On Mar 6, 8:12 pm, PATRICK MOORE <bertin...@gmail.com> wrote:
> Patrick: why is this so? Again, just asking, not contradicting. One
> reads everywhere that "carbo loading" the night before is the way to
> go and, of course, breakfast is said to be the most important meal.
>
> Can you explain in more detail why you counsel against "carbo loading"
> and a big breakfast?

sure.  the old-school theory/method was actually to deplete energy
stores with heavy exercise and low-carb diet, then tuck into a high
carb diet with large meals the day or two before an event - this was
thought to encourage/maximize energy storage.  but the depletion phase
was hard, especially with the extra training, and big meals don't
always sit well, especially right before an race/event.  tinkering
with diet generally isn't a good thing when you want to feel your
best.  so, this has become a pretty outdated approach.
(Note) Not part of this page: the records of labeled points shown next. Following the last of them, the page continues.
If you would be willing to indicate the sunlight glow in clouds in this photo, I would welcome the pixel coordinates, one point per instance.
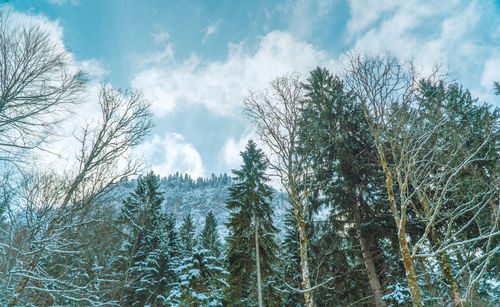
(221, 85)
(169, 154)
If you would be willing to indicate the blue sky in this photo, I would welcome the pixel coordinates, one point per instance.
(196, 60)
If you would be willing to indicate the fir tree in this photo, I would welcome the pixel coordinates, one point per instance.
(209, 238)
(201, 280)
(145, 256)
(187, 236)
(251, 226)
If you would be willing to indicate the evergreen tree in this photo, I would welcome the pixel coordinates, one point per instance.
(201, 280)
(251, 226)
(335, 134)
(145, 256)
(209, 238)
(187, 236)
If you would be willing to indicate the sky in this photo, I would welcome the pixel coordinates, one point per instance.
(197, 60)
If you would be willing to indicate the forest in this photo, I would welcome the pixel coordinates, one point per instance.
(389, 176)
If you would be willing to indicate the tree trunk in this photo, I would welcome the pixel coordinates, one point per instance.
(445, 267)
(257, 262)
(368, 259)
(304, 264)
(411, 276)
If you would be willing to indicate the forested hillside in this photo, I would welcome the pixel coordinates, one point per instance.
(375, 185)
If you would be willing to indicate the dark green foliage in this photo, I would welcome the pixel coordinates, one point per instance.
(249, 198)
(348, 182)
(201, 280)
(146, 255)
(187, 239)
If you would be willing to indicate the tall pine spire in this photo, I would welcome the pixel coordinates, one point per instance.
(251, 242)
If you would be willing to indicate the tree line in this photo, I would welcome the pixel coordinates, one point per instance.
(391, 178)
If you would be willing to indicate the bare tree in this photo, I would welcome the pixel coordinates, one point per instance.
(276, 115)
(61, 204)
(36, 82)
(423, 163)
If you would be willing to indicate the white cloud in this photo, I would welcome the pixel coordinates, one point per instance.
(210, 30)
(58, 2)
(170, 154)
(221, 85)
(230, 153)
(161, 37)
(443, 33)
(303, 16)
(491, 71)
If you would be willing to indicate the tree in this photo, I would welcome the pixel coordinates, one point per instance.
(62, 204)
(37, 84)
(424, 162)
(187, 237)
(209, 238)
(334, 133)
(277, 118)
(146, 254)
(201, 280)
(249, 199)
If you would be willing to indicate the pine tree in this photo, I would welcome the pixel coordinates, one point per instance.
(335, 133)
(145, 256)
(201, 280)
(209, 238)
(251, 226)
(187, 236)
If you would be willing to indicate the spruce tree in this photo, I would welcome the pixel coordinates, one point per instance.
(251, 225)
(209, 238)
(145, 256)
(201, 280)
(187, 237)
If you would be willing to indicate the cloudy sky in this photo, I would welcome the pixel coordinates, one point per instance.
(197, 60)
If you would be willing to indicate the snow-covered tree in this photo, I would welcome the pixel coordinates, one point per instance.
(146, 253)
(187, 236)
(251, 243)
(209, 237)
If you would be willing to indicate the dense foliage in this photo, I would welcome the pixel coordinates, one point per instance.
(390, 179)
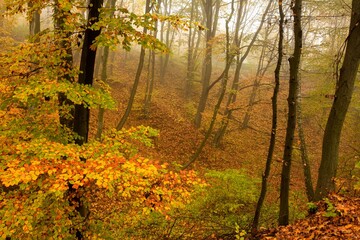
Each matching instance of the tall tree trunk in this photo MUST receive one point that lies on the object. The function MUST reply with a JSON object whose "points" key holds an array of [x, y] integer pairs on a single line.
{"points": [[343, 94], [34, 24], [137, 78], [87, 64], [64, 42], [303, 150], [294, 62], [235, 85], [104, 75], [224, 77], [207, 63], [164, 59], [260, 73], [190, 63], [271, 149]]}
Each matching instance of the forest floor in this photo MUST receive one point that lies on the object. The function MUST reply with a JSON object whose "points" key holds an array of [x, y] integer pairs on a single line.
{"points": [[337, 217], [241, 148]]}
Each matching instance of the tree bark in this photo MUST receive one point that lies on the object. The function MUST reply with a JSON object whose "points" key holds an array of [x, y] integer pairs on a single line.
{"points": [[137, 78], [104, 75], [225, 76], [87, 64], [343, 94], [271, 149], [294, 62], [235, 85], [207, 63]]}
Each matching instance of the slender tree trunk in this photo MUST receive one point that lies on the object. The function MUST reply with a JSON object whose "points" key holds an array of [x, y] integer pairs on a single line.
{"points": [[260, 73], [304, 155], [207, 63], [104, 75], [64, 42], [235, 85], [343, 94], [225, 76], [164, 59], [294, 62], [150, 80], [137, 78], [190, 63], [34, 24], [271, 149], [87, 64]]}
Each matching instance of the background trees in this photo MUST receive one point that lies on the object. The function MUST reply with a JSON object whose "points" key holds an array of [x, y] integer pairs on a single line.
{"points": [[224, 50]]}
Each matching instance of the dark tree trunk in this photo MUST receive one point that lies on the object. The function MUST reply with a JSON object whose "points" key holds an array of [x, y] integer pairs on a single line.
{"points": [[235, 85], [164, 59], [137, 78], [304, 155], [211, 22], [294, 62], [64, 42], [34, 24], [271, 149], [87, 64], [104, 76], [260, 73], [224, 77], [343, 94]]}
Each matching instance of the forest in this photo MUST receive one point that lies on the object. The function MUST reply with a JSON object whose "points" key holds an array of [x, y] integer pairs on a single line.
{"points": [[179, 119]]}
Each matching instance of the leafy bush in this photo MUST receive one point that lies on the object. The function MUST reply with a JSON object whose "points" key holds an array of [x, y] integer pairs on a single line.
{"points": [[224, 207]]}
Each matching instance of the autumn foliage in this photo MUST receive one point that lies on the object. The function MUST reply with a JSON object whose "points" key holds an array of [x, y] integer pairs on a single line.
{"points": [[43, 173]]}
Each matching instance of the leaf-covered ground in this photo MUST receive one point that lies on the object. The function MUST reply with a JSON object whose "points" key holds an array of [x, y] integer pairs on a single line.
{"points": [[338, 217]]}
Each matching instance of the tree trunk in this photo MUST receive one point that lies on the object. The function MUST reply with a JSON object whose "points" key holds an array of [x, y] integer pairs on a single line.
{"points": [[164, 59], [87, 64], [235, 85], [343, 94], [137, 78], [104, 75], [64, 42], [304, 155], [34, 24], [294, 62], [260, 73], [207, 63], [225, 76], [271, 149]]}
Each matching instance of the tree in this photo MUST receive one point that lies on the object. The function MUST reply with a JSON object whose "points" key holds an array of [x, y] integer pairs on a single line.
{"points": [[87, 66], [137, 77], [224, 79], [104, 73], [211, 16], [235, 84], [294, 62], [271, 149], [343, 94], [44, 174]]}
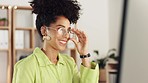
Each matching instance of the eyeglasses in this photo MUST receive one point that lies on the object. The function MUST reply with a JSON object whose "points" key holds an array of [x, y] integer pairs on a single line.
{"points": [[62, 30]]}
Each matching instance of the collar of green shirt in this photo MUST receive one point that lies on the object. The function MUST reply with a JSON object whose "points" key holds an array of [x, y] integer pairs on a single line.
{"points": [[43, 59]]}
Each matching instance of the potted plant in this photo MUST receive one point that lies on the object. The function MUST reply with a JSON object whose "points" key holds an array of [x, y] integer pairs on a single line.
{"points": [[3, 21]]}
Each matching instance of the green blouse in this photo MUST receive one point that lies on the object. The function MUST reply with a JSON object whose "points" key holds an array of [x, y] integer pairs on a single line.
{"points": [[37, 68]]}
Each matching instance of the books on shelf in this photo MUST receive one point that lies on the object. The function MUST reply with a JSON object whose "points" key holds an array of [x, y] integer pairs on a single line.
{"points": [[19, 39], [3, 39]]}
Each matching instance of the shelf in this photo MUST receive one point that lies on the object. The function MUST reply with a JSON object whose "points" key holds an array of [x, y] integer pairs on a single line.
{"points": [[4, 27], [4, 50], [27, 28], [22, 8], [25, 49], [112, 71]]}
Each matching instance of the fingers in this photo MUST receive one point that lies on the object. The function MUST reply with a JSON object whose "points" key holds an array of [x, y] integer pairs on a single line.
{"points": [[80, 34]]}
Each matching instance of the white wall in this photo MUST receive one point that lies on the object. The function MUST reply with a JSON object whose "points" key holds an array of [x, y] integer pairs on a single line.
{"points": [[135, 52], [94, 21], [115, 17]]}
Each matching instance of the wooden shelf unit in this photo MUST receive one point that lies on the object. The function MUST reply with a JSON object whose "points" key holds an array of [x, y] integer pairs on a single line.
{"points": [[111, 71], [8, 50]]}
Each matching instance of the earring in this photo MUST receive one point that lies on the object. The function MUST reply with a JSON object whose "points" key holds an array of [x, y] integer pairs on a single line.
{"points": [[46, 38]]}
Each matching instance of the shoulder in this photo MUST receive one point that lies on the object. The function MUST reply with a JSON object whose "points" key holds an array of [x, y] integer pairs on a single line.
{"points": [[68, 59], [27, 63]]}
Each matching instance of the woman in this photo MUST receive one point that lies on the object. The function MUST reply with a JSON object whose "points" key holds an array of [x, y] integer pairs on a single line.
{"points": [[47, 65]]}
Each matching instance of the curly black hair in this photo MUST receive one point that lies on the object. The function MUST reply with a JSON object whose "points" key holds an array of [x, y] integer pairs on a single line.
{"points": [[48, 10]]}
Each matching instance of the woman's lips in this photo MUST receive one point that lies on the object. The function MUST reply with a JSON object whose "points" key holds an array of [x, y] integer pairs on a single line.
{"points": [[63, 42]]}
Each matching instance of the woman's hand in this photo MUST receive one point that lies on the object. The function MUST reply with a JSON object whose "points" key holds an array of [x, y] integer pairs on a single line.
{"points": [[80, 42]]}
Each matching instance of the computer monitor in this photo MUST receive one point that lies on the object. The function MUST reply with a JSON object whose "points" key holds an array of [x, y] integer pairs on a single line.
{"points": [[133, 50]]}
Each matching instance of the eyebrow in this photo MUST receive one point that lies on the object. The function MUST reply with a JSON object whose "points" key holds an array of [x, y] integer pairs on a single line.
{"points": [[62, 26]]}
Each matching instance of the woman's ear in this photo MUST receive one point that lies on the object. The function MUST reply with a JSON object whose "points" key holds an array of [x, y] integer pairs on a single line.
{"points": [[43, 31]]}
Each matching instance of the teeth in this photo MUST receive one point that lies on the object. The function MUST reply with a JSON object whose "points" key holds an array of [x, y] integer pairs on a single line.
{"points": [[63, 42]]}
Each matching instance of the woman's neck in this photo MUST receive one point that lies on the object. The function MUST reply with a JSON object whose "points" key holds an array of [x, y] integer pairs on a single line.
{"points": [[51, 53]]}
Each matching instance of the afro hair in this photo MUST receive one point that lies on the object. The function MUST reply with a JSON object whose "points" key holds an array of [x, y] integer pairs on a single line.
{"points": [[48, 10]]}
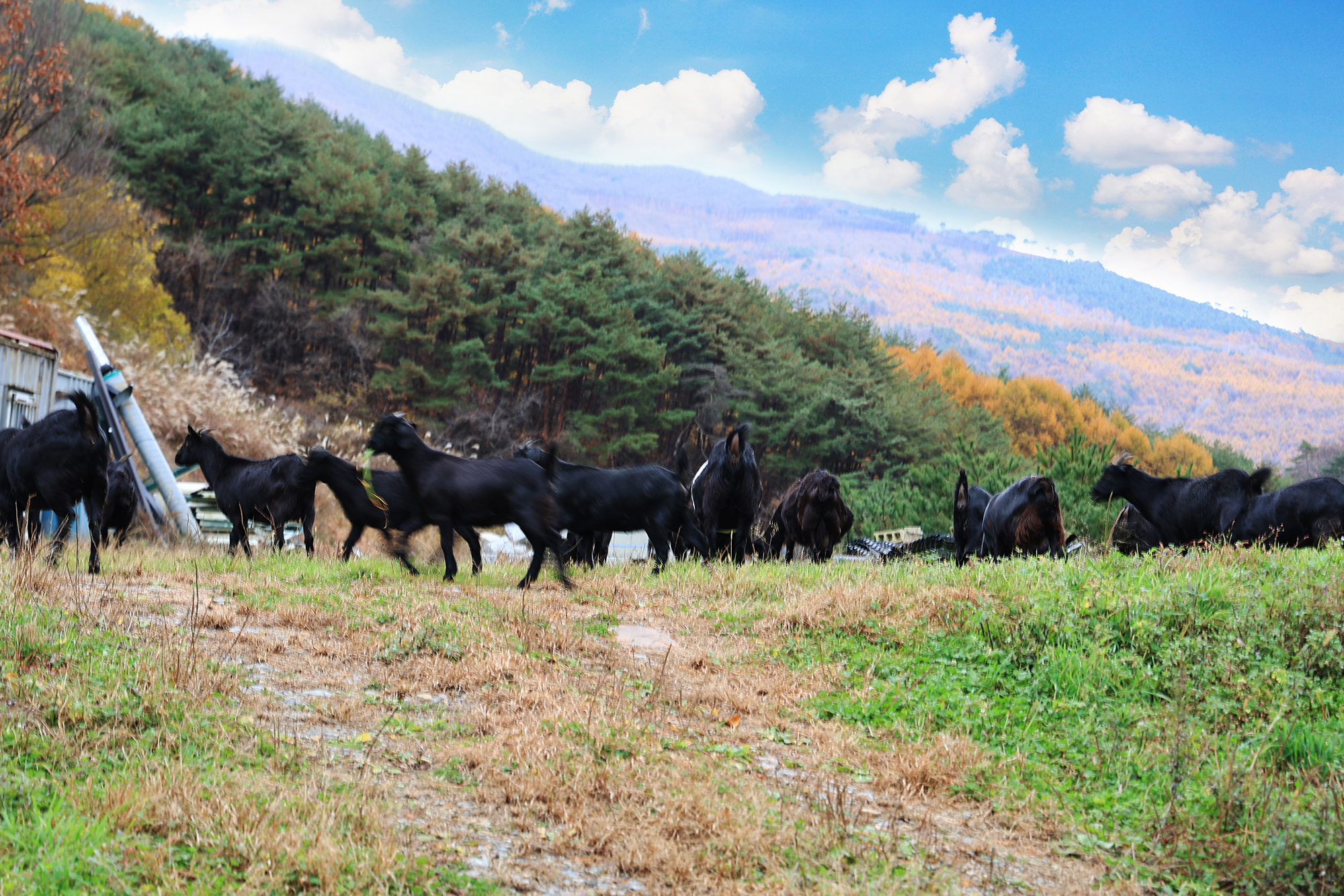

best practice now is to taper training during the week leading up to
the event and keep a normal diet - just change the composition of the
diet to bring in more carbs 2-4 days before the event.  no extra
calories are needed. I find that small meals throughout the day in the
days leading up to an event is a nice strategy to make sure i'm
getting enough of what i need. after tapering, i've also had good luck
with doing a very short, very intense workout (these are called
"openers") the day before a race/event followed by enough carbs to
refuel/recover.

i usually take breakfast 3 hours before an event - again, normal size,
but carb-centric.   and i might top-off with a bit  apple sauce or
something an hour before start.  doesn't do the body any good to have
a huge meal before setting out for a big effort.

finally, everybody should have a hydration mantra or whatever it takes
to be hydrated before any endurance event.  it is very important.